Formal Method for the Retrospective Specification of the Functionality of Existing Software Systems

The dissertation proposes an unusual but reasonable alternative for the interpretation of programs. Pursuant to this the text of a program denotes a finite set of disjoint relations called the ‘functionality of that program. The relations so associated with the program perfectly represent the different ways in which the program can participate in the realization of the functional specification of the incorporating software system. The accurate definition of the functionality of a program amounts to the functional specification which the program complies with in reality. The pursuance of this subject resulted in a new formal semantics called functional semantics for programming languages. The work on a functional semantics adopted those techniques which have been applied in the formalization of programming language semantics. Yet the functional approach differs qualitatively from the classical ones Since it involves a necessary concern for the pragmatics of the target language. As demonstrated in the dissertation, the operational part of the text of a program is ambiguous in view of the functionality of that program since the externally observable behaviour of two programs of identical operational part may differ considerably. The formal treatment of ambiguity has required a necessary departure from the classical semantic ideas. Within the functional approach, the declaration part of the text of a program has a peculiar significance. The declarations are interpreted as giving positive indication of a situation which is set up by the other programs of the incorporating software system. The meaning of the operational part of the program is resolved in this situation, and it is identical with the functionality of the complete program.

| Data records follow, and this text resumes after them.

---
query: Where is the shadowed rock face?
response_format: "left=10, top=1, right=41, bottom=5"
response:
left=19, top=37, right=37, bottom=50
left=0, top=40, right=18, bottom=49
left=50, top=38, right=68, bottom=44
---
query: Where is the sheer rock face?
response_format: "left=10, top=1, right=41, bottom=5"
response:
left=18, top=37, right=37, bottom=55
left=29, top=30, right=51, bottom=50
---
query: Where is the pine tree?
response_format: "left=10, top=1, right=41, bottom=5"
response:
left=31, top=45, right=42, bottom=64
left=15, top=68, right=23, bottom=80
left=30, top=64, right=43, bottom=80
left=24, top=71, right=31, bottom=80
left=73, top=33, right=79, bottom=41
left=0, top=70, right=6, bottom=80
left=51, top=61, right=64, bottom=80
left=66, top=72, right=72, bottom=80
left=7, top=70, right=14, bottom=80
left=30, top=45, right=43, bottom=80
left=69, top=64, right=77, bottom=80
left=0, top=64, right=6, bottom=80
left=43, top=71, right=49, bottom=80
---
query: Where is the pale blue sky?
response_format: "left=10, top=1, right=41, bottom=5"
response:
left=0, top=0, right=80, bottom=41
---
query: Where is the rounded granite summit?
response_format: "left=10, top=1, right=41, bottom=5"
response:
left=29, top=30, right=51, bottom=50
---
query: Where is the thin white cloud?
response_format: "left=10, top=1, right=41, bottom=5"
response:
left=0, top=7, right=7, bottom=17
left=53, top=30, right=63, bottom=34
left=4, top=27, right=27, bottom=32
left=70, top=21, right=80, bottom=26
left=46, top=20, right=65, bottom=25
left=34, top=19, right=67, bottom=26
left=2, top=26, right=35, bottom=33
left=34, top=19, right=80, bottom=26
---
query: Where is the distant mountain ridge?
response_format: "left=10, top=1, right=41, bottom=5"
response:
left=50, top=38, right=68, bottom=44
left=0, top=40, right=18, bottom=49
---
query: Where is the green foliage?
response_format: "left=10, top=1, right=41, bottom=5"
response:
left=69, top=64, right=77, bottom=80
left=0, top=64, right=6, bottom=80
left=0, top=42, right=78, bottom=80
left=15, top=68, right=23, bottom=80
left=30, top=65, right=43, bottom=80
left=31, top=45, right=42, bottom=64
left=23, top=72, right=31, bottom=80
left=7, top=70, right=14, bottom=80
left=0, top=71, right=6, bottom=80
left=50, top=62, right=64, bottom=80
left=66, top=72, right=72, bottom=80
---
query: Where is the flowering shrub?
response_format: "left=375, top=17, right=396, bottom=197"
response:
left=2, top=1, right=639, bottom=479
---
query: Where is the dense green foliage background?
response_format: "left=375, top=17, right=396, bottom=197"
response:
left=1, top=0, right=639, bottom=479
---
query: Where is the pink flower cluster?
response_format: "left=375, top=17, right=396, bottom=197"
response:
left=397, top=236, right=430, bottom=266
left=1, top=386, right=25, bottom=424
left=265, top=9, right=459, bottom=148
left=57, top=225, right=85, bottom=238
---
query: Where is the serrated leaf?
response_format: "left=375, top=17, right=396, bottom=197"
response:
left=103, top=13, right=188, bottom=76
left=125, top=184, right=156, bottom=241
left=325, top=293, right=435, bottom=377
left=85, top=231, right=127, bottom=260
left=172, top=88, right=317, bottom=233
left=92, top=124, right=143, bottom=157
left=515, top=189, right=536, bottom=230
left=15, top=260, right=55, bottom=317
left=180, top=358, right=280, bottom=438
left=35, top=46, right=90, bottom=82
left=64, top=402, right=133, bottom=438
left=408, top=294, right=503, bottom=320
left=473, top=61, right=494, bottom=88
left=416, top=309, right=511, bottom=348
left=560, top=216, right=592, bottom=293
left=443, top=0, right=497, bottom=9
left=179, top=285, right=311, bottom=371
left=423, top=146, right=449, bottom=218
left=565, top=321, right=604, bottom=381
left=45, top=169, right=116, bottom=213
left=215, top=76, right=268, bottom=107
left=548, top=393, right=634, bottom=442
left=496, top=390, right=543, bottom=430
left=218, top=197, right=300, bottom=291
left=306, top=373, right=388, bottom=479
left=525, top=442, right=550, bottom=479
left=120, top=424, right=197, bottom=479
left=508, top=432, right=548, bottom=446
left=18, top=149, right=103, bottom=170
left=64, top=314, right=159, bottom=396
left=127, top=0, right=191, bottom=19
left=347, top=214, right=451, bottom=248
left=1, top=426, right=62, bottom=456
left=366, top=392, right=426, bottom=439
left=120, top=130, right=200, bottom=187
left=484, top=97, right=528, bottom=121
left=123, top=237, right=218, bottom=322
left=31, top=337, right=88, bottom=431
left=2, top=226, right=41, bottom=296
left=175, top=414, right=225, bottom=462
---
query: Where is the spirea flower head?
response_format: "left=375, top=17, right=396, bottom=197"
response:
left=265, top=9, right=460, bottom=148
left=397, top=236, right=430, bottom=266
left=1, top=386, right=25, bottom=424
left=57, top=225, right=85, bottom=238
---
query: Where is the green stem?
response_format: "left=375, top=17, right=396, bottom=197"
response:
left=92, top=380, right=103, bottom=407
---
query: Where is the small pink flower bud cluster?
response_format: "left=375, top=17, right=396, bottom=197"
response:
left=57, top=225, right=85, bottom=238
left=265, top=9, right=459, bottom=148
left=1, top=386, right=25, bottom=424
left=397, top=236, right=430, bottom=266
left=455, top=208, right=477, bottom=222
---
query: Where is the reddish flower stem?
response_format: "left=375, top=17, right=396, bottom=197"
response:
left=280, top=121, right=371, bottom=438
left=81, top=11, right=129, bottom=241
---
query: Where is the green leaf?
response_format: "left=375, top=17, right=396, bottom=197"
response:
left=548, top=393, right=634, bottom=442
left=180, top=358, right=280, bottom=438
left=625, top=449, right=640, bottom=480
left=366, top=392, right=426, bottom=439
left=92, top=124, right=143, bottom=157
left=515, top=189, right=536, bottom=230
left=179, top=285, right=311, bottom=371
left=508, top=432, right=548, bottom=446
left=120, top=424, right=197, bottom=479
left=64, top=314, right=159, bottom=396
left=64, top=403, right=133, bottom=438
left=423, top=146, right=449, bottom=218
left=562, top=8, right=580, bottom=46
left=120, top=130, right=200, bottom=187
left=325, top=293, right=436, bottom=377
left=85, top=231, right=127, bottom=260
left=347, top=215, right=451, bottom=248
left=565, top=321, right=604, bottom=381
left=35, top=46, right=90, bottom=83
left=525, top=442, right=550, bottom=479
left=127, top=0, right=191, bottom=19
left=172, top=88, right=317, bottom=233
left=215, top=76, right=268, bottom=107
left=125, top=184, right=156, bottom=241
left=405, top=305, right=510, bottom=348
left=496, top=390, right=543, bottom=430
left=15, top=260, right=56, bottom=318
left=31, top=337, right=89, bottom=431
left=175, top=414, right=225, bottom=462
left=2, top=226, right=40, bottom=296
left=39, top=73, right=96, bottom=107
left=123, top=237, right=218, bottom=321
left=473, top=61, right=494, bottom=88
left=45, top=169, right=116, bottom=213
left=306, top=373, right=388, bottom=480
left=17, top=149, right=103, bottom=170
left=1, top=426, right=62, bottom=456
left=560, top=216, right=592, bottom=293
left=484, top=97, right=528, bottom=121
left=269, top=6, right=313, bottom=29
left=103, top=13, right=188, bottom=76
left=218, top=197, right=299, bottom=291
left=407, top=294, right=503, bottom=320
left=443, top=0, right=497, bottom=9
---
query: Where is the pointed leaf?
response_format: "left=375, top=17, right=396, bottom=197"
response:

The program-functionalities are expressed formally in a constructive sublanguage of classical first order logic in the form of a finite set of inductive definitions. Given that the applied sublanguage of first order logic is universal in view of computability, the meaning function of functional semantics translates, indeed, a program into a_ functionally equivalent logic program The work has a number of practical implications. These include the reasoning about the inherent structure of a sequence of program statements or the maximal parallel implementation of a program. The techniques resulted from the work seem to have some significance beyond programming languages.